The term “redneck” originally came from the sunburnt necks of populist yeomen farmers and was co-opted to use against populism supporters. By the turn of the twentieth century, it had become a shorthand for poor, rural Southern laborers with little to no education. According to historian Patrick Huber, in the early 1910s, some labor unions began reclaiming it with populist and class pride. Union organizers would even use the term to unify ethnically diverse miners in class solidarity. As the century progressed, “redneck” was still loosely affiliated with the working class, but it mainly captured the most distinctive cultural stereotypes of the South: poor, crass, ignorant, religious, and bigoted. Post-1970, many reclaimed the term yet again, but this, too, was less about class and more about culture.

I don’t know how it became ingrained, but I cannot remember a time I was not working to avoid the stereotype of the illiterate, uncultured Southerner.
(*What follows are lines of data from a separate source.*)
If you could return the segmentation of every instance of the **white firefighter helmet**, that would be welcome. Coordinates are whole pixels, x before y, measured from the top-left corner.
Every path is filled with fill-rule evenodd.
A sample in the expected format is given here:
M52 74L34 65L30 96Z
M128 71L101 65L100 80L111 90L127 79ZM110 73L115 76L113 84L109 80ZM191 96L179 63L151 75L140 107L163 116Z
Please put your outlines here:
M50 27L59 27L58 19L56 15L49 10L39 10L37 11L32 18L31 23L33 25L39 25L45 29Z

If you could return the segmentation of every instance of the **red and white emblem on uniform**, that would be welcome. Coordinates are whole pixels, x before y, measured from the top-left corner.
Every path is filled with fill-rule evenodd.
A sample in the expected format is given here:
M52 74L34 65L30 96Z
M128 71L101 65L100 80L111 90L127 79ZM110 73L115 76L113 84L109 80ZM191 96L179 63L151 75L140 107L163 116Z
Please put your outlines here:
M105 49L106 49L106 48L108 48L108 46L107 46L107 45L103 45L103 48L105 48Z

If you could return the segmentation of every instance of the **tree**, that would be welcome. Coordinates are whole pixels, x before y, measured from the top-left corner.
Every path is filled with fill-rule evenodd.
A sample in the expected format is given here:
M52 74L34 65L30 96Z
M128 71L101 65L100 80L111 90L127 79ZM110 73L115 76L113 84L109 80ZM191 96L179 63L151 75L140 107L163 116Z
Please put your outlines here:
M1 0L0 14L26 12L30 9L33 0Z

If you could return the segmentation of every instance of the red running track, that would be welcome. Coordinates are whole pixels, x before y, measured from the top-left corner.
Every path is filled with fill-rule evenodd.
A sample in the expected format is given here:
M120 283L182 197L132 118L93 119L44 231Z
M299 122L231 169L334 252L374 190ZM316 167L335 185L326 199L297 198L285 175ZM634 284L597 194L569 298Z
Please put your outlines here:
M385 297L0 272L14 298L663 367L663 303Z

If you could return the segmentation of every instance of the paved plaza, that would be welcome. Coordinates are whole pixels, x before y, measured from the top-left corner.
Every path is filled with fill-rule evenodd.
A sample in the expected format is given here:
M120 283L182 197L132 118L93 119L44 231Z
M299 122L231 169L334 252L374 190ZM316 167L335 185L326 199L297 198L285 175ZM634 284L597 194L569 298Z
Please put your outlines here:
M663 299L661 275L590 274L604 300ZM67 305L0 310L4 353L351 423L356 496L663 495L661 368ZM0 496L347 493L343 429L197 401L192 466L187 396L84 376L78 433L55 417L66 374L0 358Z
This was my earliest source of identity-based embarrassment. In first grade, people began asking me if I was British—I consumed a lot of UK-based kids’ TV programs and documentaries and had picked up a slight accent. This became a source of pride, and I begged my parents for elocution lessons to further eradicate any Southern inflection. These were denied, so I tried to emulate neutrality on my own. Policing my accent, a reflex at this point, is an attempt to avoid the assumptions it might evoke. It’s not only me; I’ve met several Southerners who wear their less discernable accents as a badge of pride.
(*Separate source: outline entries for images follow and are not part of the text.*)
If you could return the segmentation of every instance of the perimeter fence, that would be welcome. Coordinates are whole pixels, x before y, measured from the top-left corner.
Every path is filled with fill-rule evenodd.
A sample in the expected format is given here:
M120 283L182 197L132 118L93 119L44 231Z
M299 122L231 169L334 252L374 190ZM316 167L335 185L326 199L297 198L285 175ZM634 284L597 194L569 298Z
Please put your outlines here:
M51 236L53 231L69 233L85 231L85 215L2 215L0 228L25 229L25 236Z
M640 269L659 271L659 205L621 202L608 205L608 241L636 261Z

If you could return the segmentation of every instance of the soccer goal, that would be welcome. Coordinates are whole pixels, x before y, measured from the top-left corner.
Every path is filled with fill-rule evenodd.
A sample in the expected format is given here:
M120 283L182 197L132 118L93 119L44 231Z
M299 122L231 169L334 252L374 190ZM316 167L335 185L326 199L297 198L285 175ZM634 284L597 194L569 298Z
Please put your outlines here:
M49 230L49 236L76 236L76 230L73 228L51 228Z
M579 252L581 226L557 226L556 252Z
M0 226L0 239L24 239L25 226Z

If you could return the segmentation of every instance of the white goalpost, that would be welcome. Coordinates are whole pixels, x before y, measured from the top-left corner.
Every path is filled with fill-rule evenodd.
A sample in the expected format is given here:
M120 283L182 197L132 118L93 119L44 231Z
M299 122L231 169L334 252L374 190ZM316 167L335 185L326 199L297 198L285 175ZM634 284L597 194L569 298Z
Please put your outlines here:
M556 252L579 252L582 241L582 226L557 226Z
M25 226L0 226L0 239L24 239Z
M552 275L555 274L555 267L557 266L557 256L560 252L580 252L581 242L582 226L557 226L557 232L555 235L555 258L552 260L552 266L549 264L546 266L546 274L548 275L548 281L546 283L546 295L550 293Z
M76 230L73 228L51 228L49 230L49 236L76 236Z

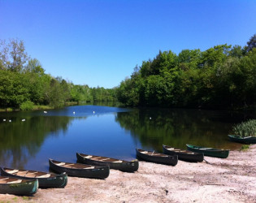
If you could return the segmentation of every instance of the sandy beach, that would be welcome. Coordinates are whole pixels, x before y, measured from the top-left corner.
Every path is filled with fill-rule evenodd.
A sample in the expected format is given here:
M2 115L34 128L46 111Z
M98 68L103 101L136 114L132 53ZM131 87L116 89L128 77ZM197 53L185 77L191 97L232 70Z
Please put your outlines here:
M140 162L135 173L111 170L104 180L69 177L65 188L0 194L0 202L256 202L255 153L256 145L226 159L206 157L208 162Z

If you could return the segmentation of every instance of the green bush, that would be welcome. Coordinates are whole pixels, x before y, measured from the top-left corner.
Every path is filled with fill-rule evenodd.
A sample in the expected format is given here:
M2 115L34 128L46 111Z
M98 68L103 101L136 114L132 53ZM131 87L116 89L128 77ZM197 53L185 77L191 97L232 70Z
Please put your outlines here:
M241 136L256 136L256 119L248 120L233 126L233 132Z
M20 105L20 108L22 110L33 110L33 105L34 103L32 102L31 101L26 101Z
As the self-professed rednecks illustrate, some stereotypes have a basis in Summertown’s reality. School-sanctioned sports games often began with first amendment-violating prayers, being baptized was an elementary school status marker, and a high school teacher quit because she didn’t want to chance having to teach a transgender student (who was in elementary school at the time). Despite my general misgivings, I internalized many things as a child that were harmful to others and destroyed my own mental health. As I realized this, what I saw as the stereotypical Southerner was an easy target for my anger; I increasingly felt like the only non-delusional person in Summertown.
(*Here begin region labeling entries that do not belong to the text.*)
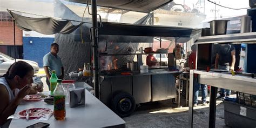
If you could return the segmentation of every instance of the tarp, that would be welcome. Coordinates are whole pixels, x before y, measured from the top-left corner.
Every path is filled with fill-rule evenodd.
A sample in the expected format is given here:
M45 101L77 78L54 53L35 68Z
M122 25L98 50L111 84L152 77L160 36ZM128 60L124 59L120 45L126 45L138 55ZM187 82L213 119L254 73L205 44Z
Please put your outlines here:
M45 35L57 33L69 34L77 29L82 23L73 25L70 21L59 21L53 18L32 18L23 16L9 10L18 26L25 31L33 30ZM152 26L103 22L99 28L99 35L139 36L161 36L191 37L194 31L192 28L164 26Z
M68 34L77 29L82 23L73 25L70 21L59 21L53 18L32 18L21 16L9 10L15 19L15 23L21 29L24 31L35 31L44 35L57 33Z
M86 4L86 0L70 0L70 2ZM123 9L133 11L149 13L172 0L97 0L97 5L100 6ZM88 1L91 4L91 1Z

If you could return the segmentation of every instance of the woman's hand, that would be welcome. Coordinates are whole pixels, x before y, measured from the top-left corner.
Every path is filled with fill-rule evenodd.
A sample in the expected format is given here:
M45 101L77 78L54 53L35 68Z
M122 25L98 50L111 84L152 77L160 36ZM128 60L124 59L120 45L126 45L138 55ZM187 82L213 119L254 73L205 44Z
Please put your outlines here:
M31 88L29 85L25 86L22 89L19 90L19 92L16 96L16 98L22 99L23 97L29 94L30 92L30 89Z

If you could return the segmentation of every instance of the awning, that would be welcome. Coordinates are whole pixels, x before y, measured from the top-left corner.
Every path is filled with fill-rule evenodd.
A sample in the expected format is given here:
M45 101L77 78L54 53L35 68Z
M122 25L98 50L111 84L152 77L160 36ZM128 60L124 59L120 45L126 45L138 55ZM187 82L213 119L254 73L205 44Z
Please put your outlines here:
M21 16L9 10L18 26L25 31L35 31L45 35L57 33L69 34L81 25L73 25L70 21L59 21L53 18L32 18ZM145 25L119 23L103 22L98 29L99 35L191 37L198 33L192 28Z
M199 32L192 28L103 22L99 35L191 37Z
M86 4L86 0L69 0L70 2ZM123 9L133 11L149 13L172 0L97 0L97 5L100 6ZM91 1L88 1L91 4Z
M21 29L26 31L33 30L44 35L57 33L69 34L82 24L80 23L76 25L70 21L59 21L50 17L28 17L14 13L11 10L9 11Z

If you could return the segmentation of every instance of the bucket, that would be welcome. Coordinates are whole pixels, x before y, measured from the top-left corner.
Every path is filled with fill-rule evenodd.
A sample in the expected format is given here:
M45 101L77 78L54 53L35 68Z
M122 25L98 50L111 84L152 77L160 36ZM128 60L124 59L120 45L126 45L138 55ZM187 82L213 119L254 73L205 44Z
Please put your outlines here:
M213 20L209 22L211 35L225 35L228 21L229 20Z

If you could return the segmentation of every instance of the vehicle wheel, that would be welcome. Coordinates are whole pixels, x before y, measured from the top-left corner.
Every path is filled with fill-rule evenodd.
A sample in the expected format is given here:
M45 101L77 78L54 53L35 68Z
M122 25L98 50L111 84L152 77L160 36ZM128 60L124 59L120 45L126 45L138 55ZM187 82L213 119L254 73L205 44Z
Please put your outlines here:
M128 117L135 110L135 99L130 94L122 92L114 97L112 102L113 111L120 117Z

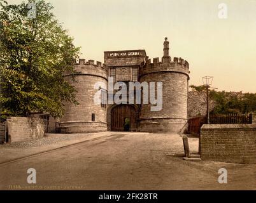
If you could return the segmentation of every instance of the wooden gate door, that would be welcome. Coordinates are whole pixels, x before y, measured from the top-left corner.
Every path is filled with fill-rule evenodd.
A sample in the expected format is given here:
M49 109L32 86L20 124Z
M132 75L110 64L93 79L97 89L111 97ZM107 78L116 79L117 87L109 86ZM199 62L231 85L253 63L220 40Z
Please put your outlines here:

The difficulty with maintaining blanket stereotypes is that individuals are nuanced. For example, my meat-loving agriscience teacher who would enthusiastically tell me about vegan recipes he’d tried; a few family members who took the time to listen to other voices and evolve their beliefs; classmates that were outspoken advocates for various minorities; or my brilliant government and economics teacher who was dedicated to teaching about structural inequalities and lesser-known black and LGBTQ+ history. A right doesn’t cancel a wrong, but I began to realize that I was treating the town—and the people in it—the way I abhorred other people treating it.

The rural South as a scapegoat allows other places and people to feel better in comparison, distracting from a painful reckoning with their own pasts and presents. In several ways, Summertown captures the American spirit too closely for comfort.

Summertown is also deeply invested in the American dream. Stephen Gaskin and a few hundred fellow hippies decided to leave San Francisco in the early 1970s to lead a life more aligned with their values. Their caravan stopped near Summertown, and they took a liking to the land. After buying seventeen hundred fifty acres, they started establishing their utopian commune. The community, The Farm, is still around and has gained national recognition. Although they are a non-representative sample of Summertown, I think they embody something a lot of people cling to: the idea that with enough drive and land, they can create something of their own to believe in. When I met people that moved from places like Franklin, Nashville, or even California, or read about families like the Pfeffers, they often cited opportunities to build a more intentional life. This is what draws much of the people moving there, despite the town’s problems.

Summertown encapsulates the dual conceptions of the South: a picturesque place where a few acres and a dream is all you need, versus insipid, uninspired land that is overrun by redneck imbeciles. These are both harmful oversimplifications; in my experience, the truth is somewhere in between. When I reflect on the pain of growing up there, or when I recount experiences that I didn’t realize were so atypical until people react with astonishment and pity, it can feel hopeless. I am afraid Summertown’s trajectory will never lead to another golden age like its resort beginnings. However, I now know better than to completely write off the town or people that live there. I don’t want to be there to witness it, but I hope to be proven wrong.